El felino salta y se sitúa frente a la lámina acristalada. Mis zapatillas alineadas, esperando unos pies, están justo debajo, pegadas, reflejadas vagamente. Mi vista combate cuerpo a cuerpo, destello a destello, contra los bufidos coléricos y los zarpazos con los que Alonso reta al cristal.
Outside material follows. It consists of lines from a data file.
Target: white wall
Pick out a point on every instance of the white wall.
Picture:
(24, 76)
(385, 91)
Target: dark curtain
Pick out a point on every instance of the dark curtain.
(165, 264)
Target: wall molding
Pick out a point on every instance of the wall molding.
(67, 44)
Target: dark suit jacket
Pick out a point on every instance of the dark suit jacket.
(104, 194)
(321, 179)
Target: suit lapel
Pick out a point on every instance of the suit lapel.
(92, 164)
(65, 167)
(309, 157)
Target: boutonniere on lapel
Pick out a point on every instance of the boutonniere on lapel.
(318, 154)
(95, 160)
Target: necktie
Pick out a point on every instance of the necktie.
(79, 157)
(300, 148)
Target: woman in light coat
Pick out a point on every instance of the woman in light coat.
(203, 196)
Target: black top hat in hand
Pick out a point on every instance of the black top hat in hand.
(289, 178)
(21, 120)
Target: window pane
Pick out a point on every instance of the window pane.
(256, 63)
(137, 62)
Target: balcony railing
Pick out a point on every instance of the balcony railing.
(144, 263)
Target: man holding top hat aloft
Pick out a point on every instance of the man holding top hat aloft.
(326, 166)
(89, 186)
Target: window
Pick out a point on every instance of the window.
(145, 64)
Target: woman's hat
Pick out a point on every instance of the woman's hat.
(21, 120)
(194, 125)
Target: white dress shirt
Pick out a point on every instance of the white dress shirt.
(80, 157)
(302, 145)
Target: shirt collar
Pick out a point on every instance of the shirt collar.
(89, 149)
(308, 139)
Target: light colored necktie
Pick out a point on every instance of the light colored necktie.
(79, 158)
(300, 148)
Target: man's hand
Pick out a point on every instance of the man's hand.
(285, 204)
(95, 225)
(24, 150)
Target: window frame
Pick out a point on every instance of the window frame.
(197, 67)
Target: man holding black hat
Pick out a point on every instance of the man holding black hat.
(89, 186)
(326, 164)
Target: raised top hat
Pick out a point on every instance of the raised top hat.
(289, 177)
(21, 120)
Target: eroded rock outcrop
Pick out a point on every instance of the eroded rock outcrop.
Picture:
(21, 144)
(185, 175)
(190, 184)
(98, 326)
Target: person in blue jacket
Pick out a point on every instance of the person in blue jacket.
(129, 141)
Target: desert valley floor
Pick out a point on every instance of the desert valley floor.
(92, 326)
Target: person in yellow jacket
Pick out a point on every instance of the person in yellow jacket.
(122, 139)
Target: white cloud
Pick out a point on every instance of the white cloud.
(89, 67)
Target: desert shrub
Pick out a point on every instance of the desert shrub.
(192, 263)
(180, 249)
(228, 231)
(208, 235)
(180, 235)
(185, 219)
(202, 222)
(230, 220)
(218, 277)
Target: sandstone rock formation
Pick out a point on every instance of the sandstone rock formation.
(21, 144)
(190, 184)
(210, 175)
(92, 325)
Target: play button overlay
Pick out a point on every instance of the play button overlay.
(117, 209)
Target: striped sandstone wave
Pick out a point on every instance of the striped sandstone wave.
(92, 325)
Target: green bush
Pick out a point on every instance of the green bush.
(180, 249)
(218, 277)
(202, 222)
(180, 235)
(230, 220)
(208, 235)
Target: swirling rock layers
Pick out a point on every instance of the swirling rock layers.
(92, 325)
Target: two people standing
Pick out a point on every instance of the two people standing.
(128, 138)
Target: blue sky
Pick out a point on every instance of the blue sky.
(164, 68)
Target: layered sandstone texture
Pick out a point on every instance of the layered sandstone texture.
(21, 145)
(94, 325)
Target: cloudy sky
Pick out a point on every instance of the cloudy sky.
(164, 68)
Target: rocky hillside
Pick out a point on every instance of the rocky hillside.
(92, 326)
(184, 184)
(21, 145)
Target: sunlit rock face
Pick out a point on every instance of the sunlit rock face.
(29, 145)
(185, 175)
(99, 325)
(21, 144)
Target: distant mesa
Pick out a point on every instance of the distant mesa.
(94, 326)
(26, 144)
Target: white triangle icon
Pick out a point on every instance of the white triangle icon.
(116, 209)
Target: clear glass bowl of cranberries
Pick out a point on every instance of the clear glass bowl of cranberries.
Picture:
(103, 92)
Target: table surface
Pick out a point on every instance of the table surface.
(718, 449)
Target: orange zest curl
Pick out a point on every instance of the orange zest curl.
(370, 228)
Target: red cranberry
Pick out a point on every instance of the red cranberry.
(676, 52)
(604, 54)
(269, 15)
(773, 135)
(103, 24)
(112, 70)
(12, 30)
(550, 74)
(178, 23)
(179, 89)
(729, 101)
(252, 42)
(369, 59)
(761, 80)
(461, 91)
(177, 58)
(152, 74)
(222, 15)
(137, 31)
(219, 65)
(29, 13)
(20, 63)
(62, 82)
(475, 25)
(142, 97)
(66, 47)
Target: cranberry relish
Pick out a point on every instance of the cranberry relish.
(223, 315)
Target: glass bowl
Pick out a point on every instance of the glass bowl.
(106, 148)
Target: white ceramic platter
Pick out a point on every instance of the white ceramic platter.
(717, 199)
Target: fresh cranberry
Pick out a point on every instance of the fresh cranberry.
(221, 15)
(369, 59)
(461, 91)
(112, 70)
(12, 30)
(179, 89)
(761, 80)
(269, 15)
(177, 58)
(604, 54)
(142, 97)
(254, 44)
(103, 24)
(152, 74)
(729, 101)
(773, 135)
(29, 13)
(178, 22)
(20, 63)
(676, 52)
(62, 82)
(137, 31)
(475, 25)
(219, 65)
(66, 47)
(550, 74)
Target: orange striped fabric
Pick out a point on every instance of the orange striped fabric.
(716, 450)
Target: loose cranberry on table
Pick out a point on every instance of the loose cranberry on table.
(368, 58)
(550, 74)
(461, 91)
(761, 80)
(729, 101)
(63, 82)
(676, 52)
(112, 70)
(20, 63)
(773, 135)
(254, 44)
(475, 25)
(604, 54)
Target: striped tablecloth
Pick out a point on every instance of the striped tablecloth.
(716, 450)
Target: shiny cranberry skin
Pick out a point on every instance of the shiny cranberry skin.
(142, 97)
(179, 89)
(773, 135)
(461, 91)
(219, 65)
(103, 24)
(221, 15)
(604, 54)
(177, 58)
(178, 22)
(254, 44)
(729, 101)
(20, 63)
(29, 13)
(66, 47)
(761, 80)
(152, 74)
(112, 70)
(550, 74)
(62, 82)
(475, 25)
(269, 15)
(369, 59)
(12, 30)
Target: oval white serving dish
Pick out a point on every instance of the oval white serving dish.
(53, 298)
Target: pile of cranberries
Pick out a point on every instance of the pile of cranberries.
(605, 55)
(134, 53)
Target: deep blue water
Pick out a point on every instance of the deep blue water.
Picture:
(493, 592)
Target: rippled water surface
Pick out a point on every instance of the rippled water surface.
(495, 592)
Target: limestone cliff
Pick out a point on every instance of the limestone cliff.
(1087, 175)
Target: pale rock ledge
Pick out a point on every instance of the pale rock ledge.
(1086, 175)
Elevo la vista hasta toparme con unos ojos oscuros que refulgen de terror en medio de mi viaje demente. Una mirada que lanza un grito hondo provocando la huída de mi gato con las zapatillas en la boca. La manta levita encima de mi cuerpo mientras el miedo se ancla en cada rincón de mi piel. La cama ya no es un buen cobijo. Ni bueno ni seguro. Vuelvo a clavar la mirada en esos ojos tiznados de demencia. Mi voz no fluye, porque estoy ahogado, sin aire que rescate la vida secuestrada en mis pulmones. Mis brazos, que aún buscan infructuosamente la manta para cobijarme del frío y del terror, tropiezan con el despertador que gime, invocando mi despertar. El reloj cae al suelo, como cada día a la misma hora cuando toca levantarse.

Fin de la pesadilla.

Abro los ojos y en pocos segundos desplazo mi cuerpo cansado hasta el baño. Dejo correr el agua caliente mientras preparo los enseres para afeitarme tras una reponedora ducha. Ana dice que es una soberana tontería ducharse primero y afeitarme después. Pero el orden ilógico de las cosas no va conmigo. Vivo en un ordenado desorden. Ahora, con los objetos del afeitado, con el agua arreciando caliente sobre el piso de la ducha, voy hasta la cocina y prendo la cafetera. Todo sigue la hoja de ruta diaria…
Alonso maúlla desde algún sitio. Lo llamo y acude buscando su desayuno. Lo acaricio, le pregunto si él no ha tenido ninguna pesadilla y sin hacerme el más mínimo caso, bien por la independencia gatuna, empieza a dar buena cuenta de su primera comida del día.

Vuelvo al baño. La ducha elimina los últimos restos de la pesadilla que acabo de padecer. Me jode no recordar agradables sueños, no guardar el eco de alguna aventura que haya disfrutado mi inconsciente durante las horas nocturnas.

Mis dedos me recorren, se clavan en mi pelo que anuncia vejez.

El agua hirviente llena de vaho, convirtiendo en una sauna los escasos cuatro metros cuadrados. La toalla acaba con los vestigios acuosos en mi piel. Ahora, de pie frente al lavamanos, empiezo a esparcir la espuma de barbear por mi cara aunque ya no se refleja en el espejo, cubierto como está por una pátina blanca de vapores.
Cuando dirijo mis manos para eliminar la película vaporosa, mi cuerpo sale despedido hacia atrás, tropezando con la pared que separa los espacios dentro del aseo.
Unos dedos han pincelado el cristal, transformándolo en un improvisado óleo horario:
2:14 Am.

Alonso, a mis pies, maúlla colérico hacia la oscuridad pétrea de mi habitación.